Dawn of the Data: May 2014

One of the recommendations in The Pragmatic Programmer is to learn at least one new programming language every year. According to the book:

Different languages solve the same problems in different ways. By learning several different approaches, you can help broaden your thinking and avoid getting stuck in a rut.

Over the years, I've taken that advice to heart. I guess you could say that I'm an expert language learner at this point. There are many languages that I'm proficient in (C, C++, Lua, Common Lisp, Python), and many more that I've at least written some non-trivial code in (Perl, JavaScript, LabVIEW, Java, Prolog, Haskell, Erlang, Ruby, Scheme, and more...).

A programming language is more than a tool for writing programs. It forms a mental framework for solving problems. When faced with a problem, a dyed-in-the-wool C++ programmer will start mentally formulating an object-oriented solution with virtual functions, overloading, templates, etc. A "functional" solution to the same problem may never occur to them.

The hardest thing about learning a new programming language is that there are usually at least one or two novel features that break the mold of our current mental framework. If not, the language may not be worth learning in the first place.

So, given that learning new languages can be challenging, I would like to share a tip that has served me well over the years.

One of the best ways to really understand a new or novel language feature is to think of ways to twist and abuse it.

I know it sounds odd, but I like doing this for several reasons.

It gives me an interesting mini-project to work on which usually leaves me with a better understanding of how the feature works.
I'm likely to run into the limitations and corner cases of the language (which is something I enjoy exploring)
Thinking of ways to abuse a feature is a creative exercise that allows my brain to leave the confines of its normal working space. This puts me in a good frame-of-mind for breaking my existing mental molds.

So, enough with justifications, let's jump right into today's victim, the Common Lisp condition system.

Intro to Conditions

At a very high level, Common Lisp's conditions are analogous to exceptions in other languages. They can be used to interrupt the control flow of an application and pass error information up the call stack.

Here's a simple example comparing C++ exceptions and Lisp conditions so you can compare the basic usage.

// C++
try {
   LogData d = parseLog(log);
   doSomethingWithData(d);
}
catch (const LogParseError& e) {
   fprintf(stderr, "Failed to parse data out of log");
}

;; Common Lisp
(handler-case
    (let ((d (parse-log log)))
      (do-something-with-data d))
  (log-parse-error (e) 
    (format *error-output* "Failed to parse data out of log")))

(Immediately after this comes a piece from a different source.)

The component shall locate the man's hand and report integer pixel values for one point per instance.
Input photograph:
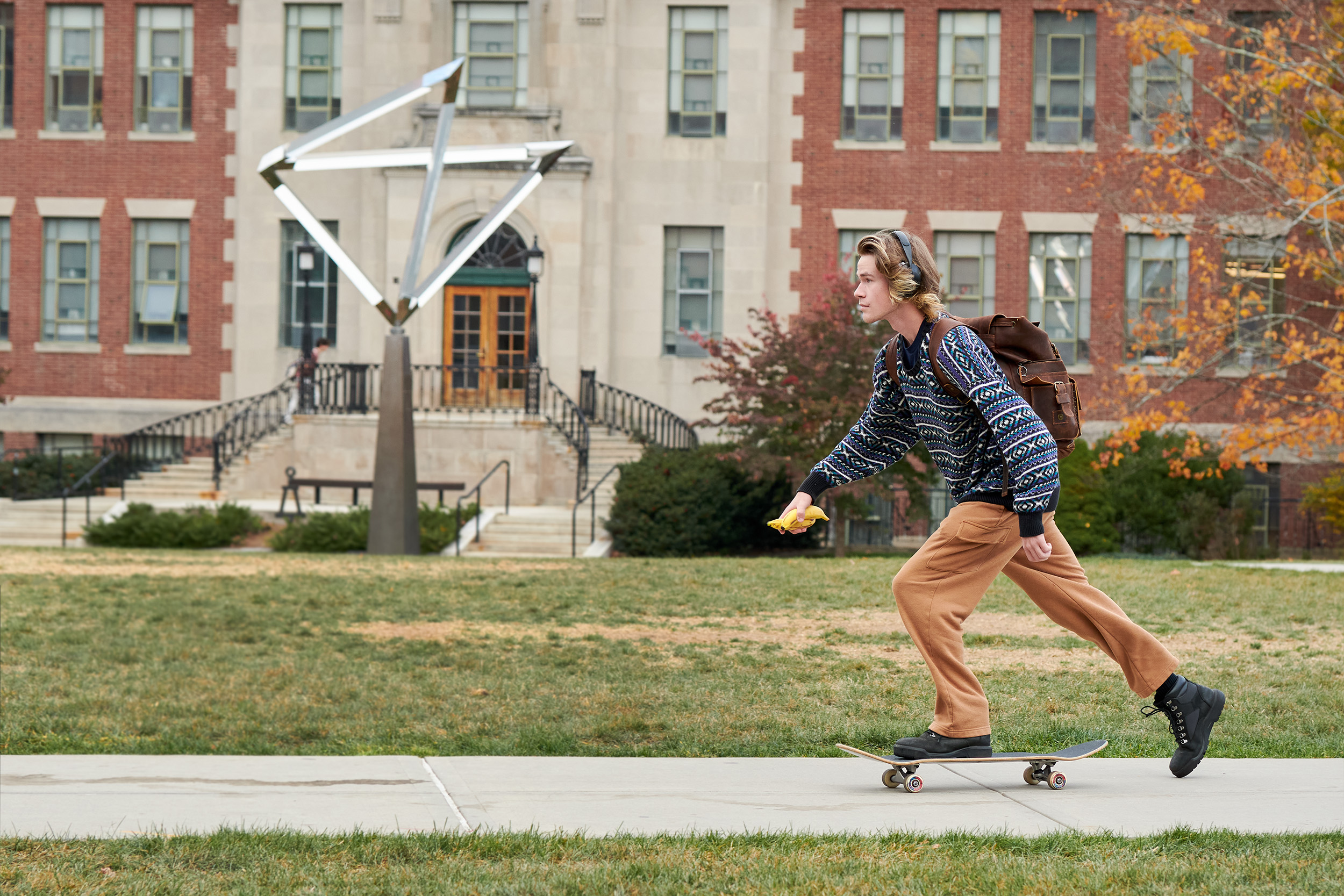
(800, 503)
(1036, 548)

As you can see, these examples are very similar. However, Lisp conditions are more than just exceptions by a different name.

Enter the Restart and the Condition Handler

One of the biggest differences between Lisp conditions and traditional exceptions are features of the condition system called restarts and condition handlers.

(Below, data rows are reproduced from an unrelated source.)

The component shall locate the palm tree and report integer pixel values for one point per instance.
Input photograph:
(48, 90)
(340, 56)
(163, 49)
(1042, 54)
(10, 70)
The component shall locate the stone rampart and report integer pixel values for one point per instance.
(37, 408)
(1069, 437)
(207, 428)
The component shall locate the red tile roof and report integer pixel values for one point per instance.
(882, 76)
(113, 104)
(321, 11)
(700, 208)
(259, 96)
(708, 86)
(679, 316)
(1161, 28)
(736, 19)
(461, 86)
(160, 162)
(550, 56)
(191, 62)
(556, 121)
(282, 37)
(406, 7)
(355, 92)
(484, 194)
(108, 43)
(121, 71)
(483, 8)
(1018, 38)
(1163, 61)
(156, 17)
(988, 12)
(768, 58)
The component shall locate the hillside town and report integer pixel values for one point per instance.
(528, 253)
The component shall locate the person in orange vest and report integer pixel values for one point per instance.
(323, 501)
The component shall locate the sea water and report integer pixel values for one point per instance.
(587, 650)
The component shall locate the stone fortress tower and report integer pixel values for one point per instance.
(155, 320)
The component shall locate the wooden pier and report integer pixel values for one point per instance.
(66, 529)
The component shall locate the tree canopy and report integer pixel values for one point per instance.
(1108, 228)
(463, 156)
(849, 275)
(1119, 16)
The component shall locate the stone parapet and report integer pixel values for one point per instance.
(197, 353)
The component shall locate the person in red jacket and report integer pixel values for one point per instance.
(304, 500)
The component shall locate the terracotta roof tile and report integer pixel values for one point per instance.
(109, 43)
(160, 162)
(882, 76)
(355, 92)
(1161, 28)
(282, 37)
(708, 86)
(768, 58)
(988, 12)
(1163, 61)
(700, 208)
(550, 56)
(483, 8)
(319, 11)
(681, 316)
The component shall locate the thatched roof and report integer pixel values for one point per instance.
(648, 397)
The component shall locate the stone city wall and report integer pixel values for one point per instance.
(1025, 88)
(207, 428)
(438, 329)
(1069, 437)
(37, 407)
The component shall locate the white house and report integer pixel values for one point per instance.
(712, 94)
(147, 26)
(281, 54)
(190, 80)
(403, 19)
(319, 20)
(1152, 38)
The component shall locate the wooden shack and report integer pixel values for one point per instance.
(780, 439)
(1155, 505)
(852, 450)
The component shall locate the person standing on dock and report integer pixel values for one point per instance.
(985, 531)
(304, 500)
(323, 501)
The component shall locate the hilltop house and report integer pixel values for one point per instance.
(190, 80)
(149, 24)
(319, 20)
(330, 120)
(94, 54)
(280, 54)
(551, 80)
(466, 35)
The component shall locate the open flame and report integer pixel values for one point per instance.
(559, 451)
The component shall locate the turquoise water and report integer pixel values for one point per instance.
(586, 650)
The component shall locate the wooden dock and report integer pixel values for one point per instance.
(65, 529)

These features, used in conjunction, can be used to invoke custom logic when a particular exceptional situation is encountered. If a given condition type has a handler "bound" to it, when this condition is signaled, the corresponding condition handler is run. This handler has the opportunity to examine the condition signaled and invoke a restart (if provided by the lower level code). A key thing to note is that the condition handler is run before unwinding the stack, and by invoking a restart can handle the error right where it occurred.

That last part is an important distinction. Condition handlers and restarts allow you to handle exceptional situations right where they happen, as opposed to higher up the call stack.

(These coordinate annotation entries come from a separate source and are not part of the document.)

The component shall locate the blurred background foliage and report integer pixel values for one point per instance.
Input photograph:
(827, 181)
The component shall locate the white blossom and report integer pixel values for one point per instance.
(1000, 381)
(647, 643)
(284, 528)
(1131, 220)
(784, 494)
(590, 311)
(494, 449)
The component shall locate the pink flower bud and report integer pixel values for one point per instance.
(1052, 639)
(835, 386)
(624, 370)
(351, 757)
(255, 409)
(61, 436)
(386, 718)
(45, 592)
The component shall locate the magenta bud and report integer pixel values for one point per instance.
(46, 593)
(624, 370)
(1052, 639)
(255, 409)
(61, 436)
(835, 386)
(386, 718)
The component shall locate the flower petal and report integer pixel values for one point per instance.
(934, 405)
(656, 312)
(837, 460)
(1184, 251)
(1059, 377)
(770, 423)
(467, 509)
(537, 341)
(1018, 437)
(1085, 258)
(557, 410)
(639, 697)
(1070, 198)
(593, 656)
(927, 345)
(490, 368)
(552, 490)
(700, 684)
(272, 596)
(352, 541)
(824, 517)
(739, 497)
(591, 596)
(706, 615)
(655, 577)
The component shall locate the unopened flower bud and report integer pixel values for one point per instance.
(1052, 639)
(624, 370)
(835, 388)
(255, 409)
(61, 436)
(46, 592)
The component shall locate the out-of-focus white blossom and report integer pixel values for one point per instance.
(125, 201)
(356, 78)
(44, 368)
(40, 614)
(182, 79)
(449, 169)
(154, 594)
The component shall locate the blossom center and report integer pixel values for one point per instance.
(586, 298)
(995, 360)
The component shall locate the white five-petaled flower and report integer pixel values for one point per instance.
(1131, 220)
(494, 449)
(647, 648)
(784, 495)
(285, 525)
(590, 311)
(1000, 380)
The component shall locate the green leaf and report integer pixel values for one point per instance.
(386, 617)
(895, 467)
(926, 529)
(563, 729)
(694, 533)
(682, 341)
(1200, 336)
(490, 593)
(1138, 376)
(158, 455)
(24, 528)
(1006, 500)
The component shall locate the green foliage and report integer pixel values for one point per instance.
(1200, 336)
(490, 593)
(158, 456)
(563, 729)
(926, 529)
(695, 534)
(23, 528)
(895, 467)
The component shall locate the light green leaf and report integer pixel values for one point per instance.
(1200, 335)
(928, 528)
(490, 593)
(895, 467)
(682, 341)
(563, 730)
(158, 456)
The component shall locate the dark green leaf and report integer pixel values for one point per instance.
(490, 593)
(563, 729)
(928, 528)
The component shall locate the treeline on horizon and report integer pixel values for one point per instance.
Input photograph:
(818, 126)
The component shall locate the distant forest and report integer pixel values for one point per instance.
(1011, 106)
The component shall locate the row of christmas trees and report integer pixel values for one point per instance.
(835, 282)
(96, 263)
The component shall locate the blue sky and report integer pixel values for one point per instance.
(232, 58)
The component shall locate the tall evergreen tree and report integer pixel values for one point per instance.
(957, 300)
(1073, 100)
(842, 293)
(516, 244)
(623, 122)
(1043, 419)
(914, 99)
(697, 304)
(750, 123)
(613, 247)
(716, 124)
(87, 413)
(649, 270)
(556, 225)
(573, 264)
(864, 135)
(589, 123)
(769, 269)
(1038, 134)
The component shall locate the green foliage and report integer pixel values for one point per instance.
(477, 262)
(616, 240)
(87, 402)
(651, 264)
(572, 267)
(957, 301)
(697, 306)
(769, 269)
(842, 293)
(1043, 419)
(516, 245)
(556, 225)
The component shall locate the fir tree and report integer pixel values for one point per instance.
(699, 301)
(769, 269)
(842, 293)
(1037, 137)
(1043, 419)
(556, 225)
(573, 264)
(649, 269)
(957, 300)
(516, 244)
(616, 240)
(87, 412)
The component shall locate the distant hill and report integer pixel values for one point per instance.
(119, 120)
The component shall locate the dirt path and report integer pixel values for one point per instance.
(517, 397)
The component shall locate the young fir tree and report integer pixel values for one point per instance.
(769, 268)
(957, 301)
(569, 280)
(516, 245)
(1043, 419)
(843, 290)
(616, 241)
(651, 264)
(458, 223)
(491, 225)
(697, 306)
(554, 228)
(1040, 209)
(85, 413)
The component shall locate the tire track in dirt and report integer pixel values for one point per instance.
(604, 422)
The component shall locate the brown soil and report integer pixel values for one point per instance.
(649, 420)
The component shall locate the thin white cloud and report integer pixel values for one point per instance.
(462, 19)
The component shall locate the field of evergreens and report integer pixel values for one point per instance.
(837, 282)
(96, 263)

Separating Mechanism from Policy

Before getting into the specifics of why someone would want to use a restart, let's digress for a minute and talk about something more philosophical.

In general, well-designed software should clearly separate the high-level rules and requirements from the low-level mechanics of what is being done. A common way to refer to this is separating mechanism from policy.

By allowing for high-level code to dictate how lower-level code recovers from errors, condition handlers and restarts can provide a better separation between the mechanism and policy of your code.

Anyway, enough talk about what condition handlers and restarts are, let's see some abuse!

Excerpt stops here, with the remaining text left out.